Panels featuring legal scholars, ethicists, AI developers, clinicians and people living with disabilities and dependencies will discuss best practices and guidelines for stakeholders, articulating clear criteria for developers and medical providers who want to use AI technology.
Regenstrief Vice President for Research Development Eneida Mendonca, M.D., PhD, helped to organize this conference. Dr. Mendonca also is a professor at Indiana University School of Medicine.

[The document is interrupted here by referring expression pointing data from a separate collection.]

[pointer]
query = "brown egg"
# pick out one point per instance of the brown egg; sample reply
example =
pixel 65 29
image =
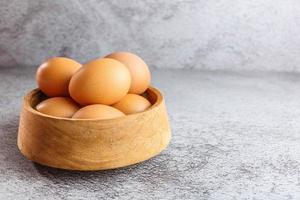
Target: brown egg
pixel 101 81
pixel 53 76
pixel 140 74
pixel 58 107
pixel 132 103
pixel 97 111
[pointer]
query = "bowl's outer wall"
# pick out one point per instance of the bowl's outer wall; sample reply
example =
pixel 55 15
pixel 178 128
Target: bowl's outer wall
pixel 95 144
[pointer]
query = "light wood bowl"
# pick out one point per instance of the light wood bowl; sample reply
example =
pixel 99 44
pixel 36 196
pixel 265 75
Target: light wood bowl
pixel 84 144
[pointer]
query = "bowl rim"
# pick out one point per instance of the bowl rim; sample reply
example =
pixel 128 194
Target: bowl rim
pixel 27 106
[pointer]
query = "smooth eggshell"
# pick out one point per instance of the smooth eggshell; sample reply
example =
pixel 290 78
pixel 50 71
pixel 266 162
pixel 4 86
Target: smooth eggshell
pixel 101 81
pixel 58 107
pixel 53 76
pixel 97 111
pixel 140 74
pixel 132 103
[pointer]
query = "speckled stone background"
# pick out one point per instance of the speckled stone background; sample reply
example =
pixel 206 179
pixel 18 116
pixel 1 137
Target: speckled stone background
pixel 217 34
pixel 236 130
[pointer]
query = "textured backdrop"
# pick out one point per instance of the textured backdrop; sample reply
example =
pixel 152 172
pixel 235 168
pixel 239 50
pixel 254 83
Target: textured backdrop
pixel 217 34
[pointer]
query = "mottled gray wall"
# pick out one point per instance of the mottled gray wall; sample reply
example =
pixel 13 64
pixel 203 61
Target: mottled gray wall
pixel 216 34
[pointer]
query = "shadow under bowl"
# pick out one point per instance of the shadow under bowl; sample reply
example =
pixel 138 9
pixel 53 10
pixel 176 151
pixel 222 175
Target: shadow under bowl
pixel 91 144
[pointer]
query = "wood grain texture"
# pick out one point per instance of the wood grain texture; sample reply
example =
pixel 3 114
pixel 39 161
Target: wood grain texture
pixel 81 144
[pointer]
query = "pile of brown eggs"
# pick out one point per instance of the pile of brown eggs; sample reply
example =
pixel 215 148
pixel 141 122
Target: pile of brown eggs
pixel 103 88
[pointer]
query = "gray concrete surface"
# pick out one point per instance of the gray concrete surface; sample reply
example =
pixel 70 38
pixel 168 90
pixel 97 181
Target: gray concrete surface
pixel 235 136
pixel 215 34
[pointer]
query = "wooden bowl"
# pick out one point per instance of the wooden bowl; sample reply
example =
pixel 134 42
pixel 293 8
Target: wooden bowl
pixel 85 144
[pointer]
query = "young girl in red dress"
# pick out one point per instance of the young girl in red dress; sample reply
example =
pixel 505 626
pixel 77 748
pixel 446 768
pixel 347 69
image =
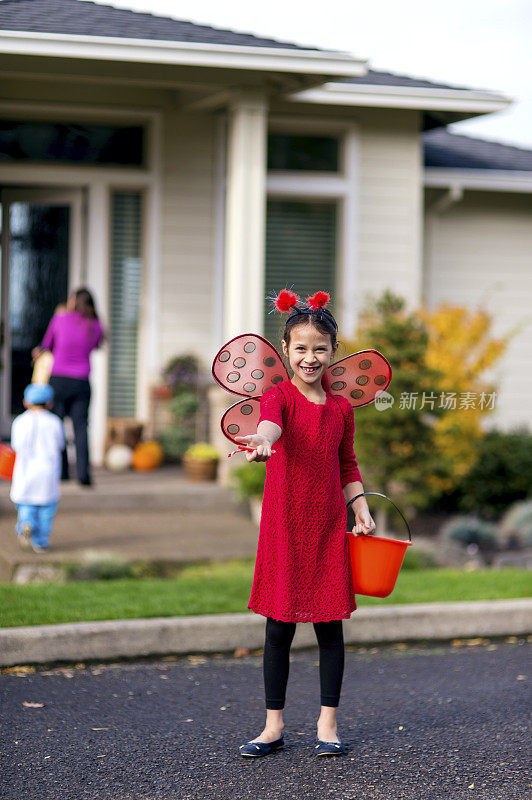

“There is an abundance of opportunities to leverage AI to improve the lives of people with disabilities and dependencies, as well as those who care for them,” said Dr. Mendonca, an expert in natural language processing and machine learning. “However, these tools do have the potential to create unintended consequences. We must be purposeful in their creation and implementation and continue to monitor outcomes. This conference is an opportunity to proactively create guidance in this area.”
Regenstrief Researcher Noll Campbell, PharmD, is participating in the conference’s panel on AI and disability. Dr. Campbell, also an assistant professor of pharmacy practice at Purdue University College of Pharmacy, is a geriatric pharmacotherapy expert. He will share his knowledge on the unique needs of cognitively impaired older adults and how AI methods may or may not be valuable to help interpret data from this population.
Microsoft AI for Good Research Lab Director of Health Strategy Geralyn Miller will deliver the keynote address.
Due to precautions related to the coronavirus, the conference is only available online. Registration is free and open to the public.
It is sponsored by the Petrie-Flom Center for Health Law Policy, Biotechnology, and Bioethics at Harvard Law School; the Harvard Law School Project on Disability (HPOD); the Edmond J. Safra Center for Ethics at Harvard University; the Regenstrief Institute; and the Presence at the Stanford University School of Medicine. Support is also provided by the Oswald DeN. Cammann Fund at Harvard University.
About Regenstrief Institute
Founded in 1969 in Indianapolis, the Regenstrief Institute is a local, national and global leader dedicated to a world where better information empowers people to end disease and realize true health. A key research partner to Indiana University, Regenstrief and its researchers are responsible for a growing number of major healthcare innovations and studies. Examples range from the development of global health information technology standards that enable the use and interoperability of electronic health records to improving patient-physician communications, to creating models of care that inform practice and improve the lives of patients around the globe.
Regenstrief Institute is celebrating 50 years of healthcare innovation. Sam Regenstrief, a successful entrepreneur from Connersville, Indiana, founded the institute with the goal of making healthcare more efficient and accessible for everyone. His vision continues to guide the institute’s research mission.
Eneida Mendonca, M.D., PhD
In addition to serving as vice president for research development and as a research scientist at Regenstrief Institute, Eneida Mendonca, M.D., PhD, is a professor of pediatrics and professor of biostatistics at Indiana University School of Medicine. She is currently interim director of the Clem McDonald Center for Biomedical Informatics at Regenstrief Institute.